Closest Pair of Points in 3+ Dimensions (Divide and Conquer)

Question

I am struggling to wrap my head around how the divide and conquer algorithm works for dimensions greater than 2, specifically how to find the closest pair of points between two sub-problems.

I know that I need to only consider points within a distance d of the division between the two on the x axis.

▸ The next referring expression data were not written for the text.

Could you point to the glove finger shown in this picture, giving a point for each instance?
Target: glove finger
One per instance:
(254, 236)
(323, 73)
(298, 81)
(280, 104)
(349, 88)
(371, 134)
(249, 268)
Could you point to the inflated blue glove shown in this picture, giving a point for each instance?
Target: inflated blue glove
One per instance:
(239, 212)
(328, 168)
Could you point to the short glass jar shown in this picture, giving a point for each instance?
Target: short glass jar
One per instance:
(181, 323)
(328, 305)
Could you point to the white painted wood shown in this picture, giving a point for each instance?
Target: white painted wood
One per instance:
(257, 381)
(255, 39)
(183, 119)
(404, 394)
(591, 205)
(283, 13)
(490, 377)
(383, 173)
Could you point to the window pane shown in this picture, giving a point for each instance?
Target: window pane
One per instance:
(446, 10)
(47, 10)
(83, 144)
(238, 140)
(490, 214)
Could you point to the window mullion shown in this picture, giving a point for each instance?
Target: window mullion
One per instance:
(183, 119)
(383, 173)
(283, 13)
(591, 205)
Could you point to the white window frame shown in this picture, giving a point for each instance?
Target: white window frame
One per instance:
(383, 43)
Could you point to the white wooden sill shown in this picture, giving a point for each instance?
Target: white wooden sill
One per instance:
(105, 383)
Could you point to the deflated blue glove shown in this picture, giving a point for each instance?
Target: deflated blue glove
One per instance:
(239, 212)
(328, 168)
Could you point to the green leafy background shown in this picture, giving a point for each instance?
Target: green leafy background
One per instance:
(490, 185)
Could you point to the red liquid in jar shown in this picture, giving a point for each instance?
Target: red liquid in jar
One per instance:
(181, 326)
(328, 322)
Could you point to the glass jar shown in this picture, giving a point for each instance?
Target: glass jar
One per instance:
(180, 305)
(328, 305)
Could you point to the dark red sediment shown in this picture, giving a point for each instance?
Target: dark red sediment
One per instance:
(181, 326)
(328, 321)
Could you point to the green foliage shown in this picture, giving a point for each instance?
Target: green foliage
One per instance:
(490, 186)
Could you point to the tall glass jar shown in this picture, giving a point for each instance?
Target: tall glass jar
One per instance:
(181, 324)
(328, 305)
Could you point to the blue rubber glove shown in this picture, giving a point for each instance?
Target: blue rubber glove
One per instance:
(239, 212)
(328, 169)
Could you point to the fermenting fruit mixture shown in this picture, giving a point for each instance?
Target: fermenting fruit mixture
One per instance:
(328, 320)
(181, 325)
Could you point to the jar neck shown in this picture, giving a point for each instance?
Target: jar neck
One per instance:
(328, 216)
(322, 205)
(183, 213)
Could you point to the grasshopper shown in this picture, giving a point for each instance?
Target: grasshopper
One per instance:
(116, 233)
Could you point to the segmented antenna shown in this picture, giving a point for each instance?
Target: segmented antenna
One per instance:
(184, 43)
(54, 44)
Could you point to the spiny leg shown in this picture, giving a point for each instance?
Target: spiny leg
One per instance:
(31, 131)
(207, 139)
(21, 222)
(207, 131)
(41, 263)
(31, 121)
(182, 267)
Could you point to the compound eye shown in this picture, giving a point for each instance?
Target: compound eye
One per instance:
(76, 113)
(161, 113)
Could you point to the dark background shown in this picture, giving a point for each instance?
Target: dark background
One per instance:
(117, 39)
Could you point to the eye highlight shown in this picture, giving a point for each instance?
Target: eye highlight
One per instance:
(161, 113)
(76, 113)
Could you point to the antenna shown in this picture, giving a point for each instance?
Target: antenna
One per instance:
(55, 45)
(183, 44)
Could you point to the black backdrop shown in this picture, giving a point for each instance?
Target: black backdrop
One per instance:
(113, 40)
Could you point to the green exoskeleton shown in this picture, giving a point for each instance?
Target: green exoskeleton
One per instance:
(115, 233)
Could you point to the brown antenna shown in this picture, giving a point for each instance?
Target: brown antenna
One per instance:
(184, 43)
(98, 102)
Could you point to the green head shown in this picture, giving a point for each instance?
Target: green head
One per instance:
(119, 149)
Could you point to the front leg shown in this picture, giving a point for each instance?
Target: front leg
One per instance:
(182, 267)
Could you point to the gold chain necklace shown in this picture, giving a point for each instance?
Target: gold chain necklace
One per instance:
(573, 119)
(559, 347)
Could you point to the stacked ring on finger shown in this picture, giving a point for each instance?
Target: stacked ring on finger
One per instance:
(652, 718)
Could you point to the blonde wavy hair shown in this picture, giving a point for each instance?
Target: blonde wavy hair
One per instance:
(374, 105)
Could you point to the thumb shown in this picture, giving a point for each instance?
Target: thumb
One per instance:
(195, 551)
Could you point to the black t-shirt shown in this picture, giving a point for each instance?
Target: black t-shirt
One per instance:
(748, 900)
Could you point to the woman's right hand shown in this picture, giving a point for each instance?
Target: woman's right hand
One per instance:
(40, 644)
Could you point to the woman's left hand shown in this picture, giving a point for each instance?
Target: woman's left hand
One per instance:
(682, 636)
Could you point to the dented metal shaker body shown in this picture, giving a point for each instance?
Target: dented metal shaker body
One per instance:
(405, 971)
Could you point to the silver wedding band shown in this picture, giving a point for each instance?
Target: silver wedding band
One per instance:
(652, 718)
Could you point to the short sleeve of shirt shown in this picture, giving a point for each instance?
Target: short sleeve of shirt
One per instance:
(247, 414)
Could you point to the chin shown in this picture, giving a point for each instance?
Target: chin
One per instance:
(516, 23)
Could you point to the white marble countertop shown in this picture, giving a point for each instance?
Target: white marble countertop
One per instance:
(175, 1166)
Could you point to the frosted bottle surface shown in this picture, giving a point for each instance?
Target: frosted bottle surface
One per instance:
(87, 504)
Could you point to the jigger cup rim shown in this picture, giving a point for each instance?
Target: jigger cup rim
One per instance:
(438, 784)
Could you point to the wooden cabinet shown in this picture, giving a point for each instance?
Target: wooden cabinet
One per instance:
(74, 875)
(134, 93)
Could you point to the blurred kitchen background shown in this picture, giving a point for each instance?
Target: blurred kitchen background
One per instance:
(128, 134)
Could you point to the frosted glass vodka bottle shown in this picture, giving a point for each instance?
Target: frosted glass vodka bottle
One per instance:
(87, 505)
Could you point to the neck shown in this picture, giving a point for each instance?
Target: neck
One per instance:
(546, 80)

I know that in the 3d case I need to compare each point to only 15 others.

What I don't understand is how to choose those 15 points. In the 2d case, one simply sorts the values by y value and goes through them in order. In the 3d case, however, each point needs to be compared to the 15 points closest to it on both the y and z axes. I can't seem to find a way to determine what those 15 points are in a way that doesn't have a worst case of O(n^2)...

What am I missing here?

Answer 1

For a small number of points in 3D closest points algorithm , do a brute force search. Otherwise, divide the points into a front half and back half, and recursively solve to find the closest distance in each half. Now we just need to check points that cross from one half to the other across the mid-plane. However, we only need to worry about a region close the this mid-plane, and so we end up being concerned with points near a 2-D plane. So we use an approach similar to our algorithm for Closest Points in 2-D (a plane) to deal with this strip: we divide the points close to the plane into a left and right half, and recursively solve in each half. Then we just need to concern ourselves with points that are close to the dividing midplane, so we end up with a long narrow cuboid region of concern that is kind of like a 1-D line, so we use an approach similar to the 1-D case of points on a line (sort the points and check from each point to the few next point(s)). For the number of points to check from the midpoint in a 3d point algorithm is 31. (It is likely ok to check fewer points, but 31 is the easiest to justify.) Yδ contains points in a tall cuboid whose cross-section is a square of 2δ × 2δ, bisected by xmid and zmid. Now if we imagine breaking up this cuboid into small cubes with edge-length δ/2, if there were two points in a cube, their distance would be less than δ. Notice each cube is entirely in the left/front quadrant, the left/back quadrant, the right/front quadrant, or the right/back quadrant. We know that 2 points both on the left, or both on the right, or both in the back, or both in the front have distance greater than or equal to δ. This gives us a contradiction, so each cube must have at most one point in it.

Credits to : Shelby Kimmel (Professor of Computer Science at Middlebury College)

Answer 2

A simple solution is to create an octree or a k-d tree, with all the points and then use it to find the nearest point for every point. That is O(N*log N) for the average case.

A faster solution that I think is O(N) for the average case can be implemented considering the following idea:

If you partition the space in half (say by some axis aligned plane), you get the points divided in two subsets, A and B, and the two nearest points can be both in A, both in B or one in A and one in B.

So, you have to create a queue of pairs of 3d boxes, ordered by the minimum distance between them and then:

1) Pick the first pair of boxes from the queue

2) If both boxes are the same box A, divide it in half in two boxes B and C and push the pairs (B, B), (C, C) and (B, C) into the queue.

3) If they are different (A, B), divide the biggest (for instance, B) in half obtaining boxes C and D and push into the queue the pairs (A, C) and (A, D).

4) Repeat.

Also, when the number of points inside the pair of boxes goes below some threshold you may use brute force to find the nearest pair of points.

The search stops once the distance between the two boxes in the pair at the top is bigger than the minimal distance found so far.